Protein Secondary Structure Prediction: a Literature Review with Focus on Machine Learning Approaches


1 Department of Computer Engineering, Faculty of Electrical, IT and Computer Science, Qazvin Branch, Islamic Azad University, Qazvin, Iran

2 Department of Computer Engineering, Iran University of Science and Technology, Tehran, Iran


DNA sequence, containing all genetic traits is not a functional entity. Instead, it transfers to protein sequences by transcription and translation processes. This protein sequence takes on a 3D structure later, which is a functional unit and can manage biological interactions using the information encoded in DNA. Every life process one can figure is undertaken by proteins with specific functional responsibilities. Consequently protein function prediction is a momentous task in bioinformatics. Protein function can be elucidated from its structure. Protein secondary structure prediction has attracted great attention since it’s the input feature of many bioinformatics problems. The variety of proposed computational methods for protein secondary structure prediction is very extensive.

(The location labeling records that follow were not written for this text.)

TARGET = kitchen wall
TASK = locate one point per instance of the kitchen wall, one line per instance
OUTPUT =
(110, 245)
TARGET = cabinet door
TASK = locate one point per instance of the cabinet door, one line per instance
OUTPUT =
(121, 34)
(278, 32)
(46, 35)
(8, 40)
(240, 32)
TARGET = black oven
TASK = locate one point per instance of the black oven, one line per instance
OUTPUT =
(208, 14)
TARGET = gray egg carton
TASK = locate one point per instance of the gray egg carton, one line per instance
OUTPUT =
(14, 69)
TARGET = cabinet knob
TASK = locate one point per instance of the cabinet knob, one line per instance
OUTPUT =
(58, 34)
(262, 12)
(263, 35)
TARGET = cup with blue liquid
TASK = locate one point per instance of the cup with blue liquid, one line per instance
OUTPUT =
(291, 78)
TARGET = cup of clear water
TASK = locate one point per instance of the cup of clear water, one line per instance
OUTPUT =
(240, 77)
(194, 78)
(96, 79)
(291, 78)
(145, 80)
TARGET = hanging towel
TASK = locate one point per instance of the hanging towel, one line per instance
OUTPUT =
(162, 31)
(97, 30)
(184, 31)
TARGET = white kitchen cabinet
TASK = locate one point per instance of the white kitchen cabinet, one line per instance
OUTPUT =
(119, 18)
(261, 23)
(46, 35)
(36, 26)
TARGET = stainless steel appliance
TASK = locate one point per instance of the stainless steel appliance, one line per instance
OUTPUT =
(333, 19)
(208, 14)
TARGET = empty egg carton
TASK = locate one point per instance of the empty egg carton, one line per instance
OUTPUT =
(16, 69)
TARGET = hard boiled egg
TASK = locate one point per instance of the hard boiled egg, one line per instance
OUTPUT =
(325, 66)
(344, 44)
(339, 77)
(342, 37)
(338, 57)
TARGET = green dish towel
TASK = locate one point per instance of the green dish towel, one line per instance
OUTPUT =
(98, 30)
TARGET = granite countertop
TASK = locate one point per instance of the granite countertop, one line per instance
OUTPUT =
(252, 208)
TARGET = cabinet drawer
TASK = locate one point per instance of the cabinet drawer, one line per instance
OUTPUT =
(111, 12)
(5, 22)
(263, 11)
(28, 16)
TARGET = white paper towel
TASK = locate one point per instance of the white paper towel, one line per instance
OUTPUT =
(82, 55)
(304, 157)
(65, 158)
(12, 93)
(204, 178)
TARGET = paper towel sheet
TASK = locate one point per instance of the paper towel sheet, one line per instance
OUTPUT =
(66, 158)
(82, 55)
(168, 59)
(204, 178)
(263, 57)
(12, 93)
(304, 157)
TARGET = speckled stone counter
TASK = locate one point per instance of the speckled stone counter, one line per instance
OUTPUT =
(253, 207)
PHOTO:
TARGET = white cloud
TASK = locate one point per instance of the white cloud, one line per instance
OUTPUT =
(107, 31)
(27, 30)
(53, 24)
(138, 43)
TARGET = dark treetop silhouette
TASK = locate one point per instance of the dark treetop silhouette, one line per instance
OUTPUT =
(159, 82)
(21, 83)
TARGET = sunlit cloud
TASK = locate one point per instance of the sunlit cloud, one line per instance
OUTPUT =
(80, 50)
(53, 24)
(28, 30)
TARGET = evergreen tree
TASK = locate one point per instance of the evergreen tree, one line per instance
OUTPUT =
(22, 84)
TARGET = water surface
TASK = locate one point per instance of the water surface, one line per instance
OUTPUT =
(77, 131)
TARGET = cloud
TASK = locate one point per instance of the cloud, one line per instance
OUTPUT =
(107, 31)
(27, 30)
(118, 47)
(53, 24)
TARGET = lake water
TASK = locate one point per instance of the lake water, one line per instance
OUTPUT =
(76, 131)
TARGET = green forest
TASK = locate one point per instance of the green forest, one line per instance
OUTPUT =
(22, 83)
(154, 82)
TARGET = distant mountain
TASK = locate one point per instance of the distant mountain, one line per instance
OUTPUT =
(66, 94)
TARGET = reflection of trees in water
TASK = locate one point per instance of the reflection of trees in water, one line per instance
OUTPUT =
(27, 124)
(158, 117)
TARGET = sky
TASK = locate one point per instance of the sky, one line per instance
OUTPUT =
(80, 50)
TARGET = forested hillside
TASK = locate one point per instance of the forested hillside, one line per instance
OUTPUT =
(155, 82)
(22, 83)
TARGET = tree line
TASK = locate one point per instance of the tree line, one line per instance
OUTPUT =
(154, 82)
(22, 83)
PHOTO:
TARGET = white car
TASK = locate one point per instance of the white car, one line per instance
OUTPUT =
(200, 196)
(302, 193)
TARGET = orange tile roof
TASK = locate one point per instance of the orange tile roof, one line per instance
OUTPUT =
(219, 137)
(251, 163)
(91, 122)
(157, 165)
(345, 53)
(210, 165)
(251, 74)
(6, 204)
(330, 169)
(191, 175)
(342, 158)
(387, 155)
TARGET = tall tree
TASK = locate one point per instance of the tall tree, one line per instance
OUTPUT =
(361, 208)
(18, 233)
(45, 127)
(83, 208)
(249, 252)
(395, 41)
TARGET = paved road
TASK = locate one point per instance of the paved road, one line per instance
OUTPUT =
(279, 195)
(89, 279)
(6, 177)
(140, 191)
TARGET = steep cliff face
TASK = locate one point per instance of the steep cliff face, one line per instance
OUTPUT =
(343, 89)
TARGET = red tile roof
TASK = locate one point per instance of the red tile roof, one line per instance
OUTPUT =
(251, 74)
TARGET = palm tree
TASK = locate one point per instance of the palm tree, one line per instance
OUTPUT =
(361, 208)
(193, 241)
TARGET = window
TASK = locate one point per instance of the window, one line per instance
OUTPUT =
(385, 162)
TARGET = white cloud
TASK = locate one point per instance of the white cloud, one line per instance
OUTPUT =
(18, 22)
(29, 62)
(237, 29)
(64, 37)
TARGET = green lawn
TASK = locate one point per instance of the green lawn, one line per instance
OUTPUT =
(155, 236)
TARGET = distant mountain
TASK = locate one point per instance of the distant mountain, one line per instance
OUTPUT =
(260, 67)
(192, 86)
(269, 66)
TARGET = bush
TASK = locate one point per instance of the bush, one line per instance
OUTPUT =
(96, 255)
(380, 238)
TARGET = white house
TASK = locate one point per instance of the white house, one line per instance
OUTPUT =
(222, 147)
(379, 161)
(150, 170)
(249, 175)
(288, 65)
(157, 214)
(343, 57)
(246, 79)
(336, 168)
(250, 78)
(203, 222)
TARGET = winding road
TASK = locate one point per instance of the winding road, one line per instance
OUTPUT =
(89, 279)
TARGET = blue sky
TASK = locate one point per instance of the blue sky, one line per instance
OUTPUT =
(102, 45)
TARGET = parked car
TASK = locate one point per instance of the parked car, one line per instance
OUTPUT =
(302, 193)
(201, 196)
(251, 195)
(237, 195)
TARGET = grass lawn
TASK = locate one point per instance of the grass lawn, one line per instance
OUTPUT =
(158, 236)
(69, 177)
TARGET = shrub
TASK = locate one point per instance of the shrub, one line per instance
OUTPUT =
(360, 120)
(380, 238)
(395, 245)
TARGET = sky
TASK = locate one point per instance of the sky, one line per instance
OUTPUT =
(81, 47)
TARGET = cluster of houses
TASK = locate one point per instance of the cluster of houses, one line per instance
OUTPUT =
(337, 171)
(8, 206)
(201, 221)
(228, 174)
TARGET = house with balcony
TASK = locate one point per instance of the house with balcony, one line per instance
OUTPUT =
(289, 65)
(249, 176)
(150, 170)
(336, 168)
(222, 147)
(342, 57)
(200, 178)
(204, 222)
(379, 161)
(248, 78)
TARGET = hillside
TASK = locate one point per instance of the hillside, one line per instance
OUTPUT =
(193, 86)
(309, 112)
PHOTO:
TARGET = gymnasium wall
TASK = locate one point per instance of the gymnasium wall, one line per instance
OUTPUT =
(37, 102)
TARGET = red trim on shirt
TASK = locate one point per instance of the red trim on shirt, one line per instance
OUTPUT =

Nevertheless they couldn’t achieve much due to the existing obstacles such as abstruse protein data patterns, noise, class imbalance and high dimensionality of encoding schemes of amino acid sequences. With the advent of machine learning and later ensemble approaches, a considerable elevation was made. In order to reach a meaningful conclusion about the strength, bottlenecks and limitations of what have been done in this research area, a review of the literature will be of great benefit. Such review is advantageous not only to wrap what has been accomplished by far but also to cast light for the future decisions about the potential and unseen solutions to this area. Consequently in this paper it’s aimed to review different computational approaches for protein secondary structure prediction with the focus on machine learning methods, addressing different parts of the problem’s area.